How to Become a Welder: Certification, Licensing & Pay
Welders join, cut, and shape metal using heat, electric arcs, or lasers to build and repair everything from pipelines and structural steel to ships and vehicle frames. Unlike electricians and plumbers, welding generally isn’t a state-licensed trade — most welders prove their skill through performance-based certification tests rather than a government licensing exam.
Apprenticeship Path
Many welders train through a technical school or community college welding program, typically 6 months to 2 years, covering blueprint reading, metallurgy, and hands-on practice with different welding processes. Others enter through a registered apprenticeship sponsored by a union or employer, which runs 3 to 4 years and combines paid on-the-job training with related classroom instruction.
Certification & Licensing
Instead of a state license, most welders demonstrate competency by passing a performance-based welder qualification test tied to a specific process, material, and position — most commonly through the American Welding Society's Certified Welder program. Certifications are typically valid for a few years before requiring a retest, and many employers or specific jobs (structural steel, pipelines, pressure vessels) require their own qualification test on top of any general certification.

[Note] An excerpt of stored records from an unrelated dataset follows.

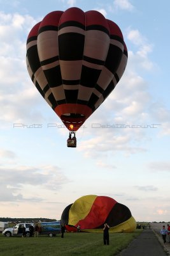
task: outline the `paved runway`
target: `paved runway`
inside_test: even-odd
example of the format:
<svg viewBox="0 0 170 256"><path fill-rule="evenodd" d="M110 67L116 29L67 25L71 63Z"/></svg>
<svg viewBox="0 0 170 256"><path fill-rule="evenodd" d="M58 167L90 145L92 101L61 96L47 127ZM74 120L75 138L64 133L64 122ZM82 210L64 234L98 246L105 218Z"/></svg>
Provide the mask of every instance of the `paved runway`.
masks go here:
<svg viewBox="0 0 170 256"><path fill-rule="evenodd" d="M117 256L167 256L165 250L163 243L152 230L144 230Z"/></svg>

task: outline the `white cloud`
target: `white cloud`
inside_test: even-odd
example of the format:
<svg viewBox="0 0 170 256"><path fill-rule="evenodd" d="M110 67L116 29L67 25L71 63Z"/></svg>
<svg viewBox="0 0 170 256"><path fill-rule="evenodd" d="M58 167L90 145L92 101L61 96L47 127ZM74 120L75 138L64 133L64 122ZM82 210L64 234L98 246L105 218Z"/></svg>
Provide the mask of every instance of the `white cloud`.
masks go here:
<svg viewBox="0 0 170 256"><path fill-rule="evenodd" d="M159 172L170 172L170 162L153 162L148 164L151 170Z"/></svg>
<svg viewBox="0 0 170 256"><path fill-rule="evenodd" d="M136 188L138 188L139 190L142 190L143 191L155 191L158 190L158 188L155 187L154 186L152 185L148 185L148 186L136 186Z"/></svg>
<svg viewBox="0 0 170 256"><path fill-rule="evenodd" d="M1 166L0 172L3 173L0 177L0 186L4 188L0 201L8 198L11 201L45 200L49 191L57 193L63 184L69 182L59 168L54 166Z"/></svg>
<svg viewBox="0 0 170 256"><path fill-rule="evenodd" d="M132 11L134 6L129 0L114 0L114 7L118 9Z"/></svg>
<svg viewBox="0 0 170 256"><path fill-rule="evenodd" d="M96 8L96 9L95 9L95 10L96 10L96 11L100 12L100 13L101 13L101 14L103 14L103 16L104 16L105 17L107 16L107 12L106 11L105 9L103 9L103 8L101 8L101 9Z"/></svg>
<svg viewBox="0 0 170 256"><path fill-rule="evenodd" d="M11 150L0 149L0 158L4 157L10 159L15 158L16 154Z"/></svg>

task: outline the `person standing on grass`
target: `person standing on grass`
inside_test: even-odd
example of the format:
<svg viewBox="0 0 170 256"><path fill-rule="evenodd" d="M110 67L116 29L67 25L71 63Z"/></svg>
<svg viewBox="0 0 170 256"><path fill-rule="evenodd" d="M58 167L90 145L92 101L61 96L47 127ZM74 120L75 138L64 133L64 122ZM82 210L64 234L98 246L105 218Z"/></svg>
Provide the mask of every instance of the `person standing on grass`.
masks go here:
<svg viewBox="0 0 170 256"><path fill-rule="evenodd" d="M164 243L165 244L166 243L166 235L167 233L167 230L166 229L165 226L164 225L162 227L162 228L160 230L160 234L162 235L162 239L164 241Z"/></svg>
<svg viewBox="0 0 170 256"><path fill-rule="evenodd" d="M39 236L39 227L38 224L36 225L35 229L34 229L34 237Z"/></svg>
<svg viewBox="0 0 170 256"><path fill-rule="evenodd" d="M80 225L78 225L77 226L77 232L78 233L80 232Z"/></svg>
<svg viewBox="0 0 170 256"><path fill-rule="evenodd" d="M103 228L103 243L104 244L109 245L110 244L110 235L109 235L110 226L105 223Z"/></svg>
<svg viewBox="0 0 170 256"><path fill-rule="evenodd" d="M64 224L61 225L60 231L61 231L61 238L64 238L64 233L65 232L65 225Z"/></svg>
<svg viewBox="0 0 170 256"><path fill-rule="evenodd" d="M26 237L26 228L25 228L24 226L22 227L22 237Z"/></svg>
<svg viewBox="0 0 170 256"><path fill-rule="evenodd" d="M168 236L168 238L169 238L169 242L170 242L170 237L169 237L169 235L170 235L170 226L169 224L167 224L167 236Z"/></svg>

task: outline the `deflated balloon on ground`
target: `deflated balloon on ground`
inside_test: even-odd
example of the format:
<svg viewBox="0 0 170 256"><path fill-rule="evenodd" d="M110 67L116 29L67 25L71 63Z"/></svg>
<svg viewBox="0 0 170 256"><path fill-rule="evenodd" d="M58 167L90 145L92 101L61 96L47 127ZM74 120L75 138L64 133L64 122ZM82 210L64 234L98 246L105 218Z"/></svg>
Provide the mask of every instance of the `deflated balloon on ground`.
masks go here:
<svg viewBox="0 0 170 256"><path fill-rule="evenodd" d="M62 214L61 223L70 232L76 232L78 225L82 231L103 232L105 223L111 232L131 232L136 228L127 206L110 197L94 195L82 196L67 206Z"/></svg>

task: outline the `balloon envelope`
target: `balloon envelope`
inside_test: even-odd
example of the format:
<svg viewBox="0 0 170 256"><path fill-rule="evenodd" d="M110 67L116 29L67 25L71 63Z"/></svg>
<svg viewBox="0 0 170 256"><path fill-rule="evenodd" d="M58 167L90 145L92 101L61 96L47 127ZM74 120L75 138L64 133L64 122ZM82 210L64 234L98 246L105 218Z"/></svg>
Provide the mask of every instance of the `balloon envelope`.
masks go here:
<svg viewBox="0 0 170 256"><path fill-rule="evenodd" d="M119 81L127 50L115 22L73 7L52 12L32 28L26 61L40 93L67 129L77 131Z"/></svg>

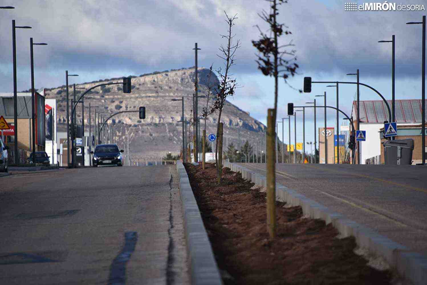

Which certification a job requires depends on the employer, industry, and welding code involved — verify what a specific job or contract calls for before you rely on it.
Welder Pay
The median welder in the US earned $51,000 per year as of May 2024 — the middle 80% earned between $38,130 and $75,850.
Source: BLS Occupational Employment and Wage Statistics (OEWS), Welders, Cutters, Solderers, and Brazers (SOC 51-4121), May 2024.
Job Outlook
The BLS projects employment of welders to grow 2% from 2024–34, slower than the average for all occupations, with about 45,600 openings projected each year on average (most from workers transferring to other occupations or retiring, not net-new growth alone).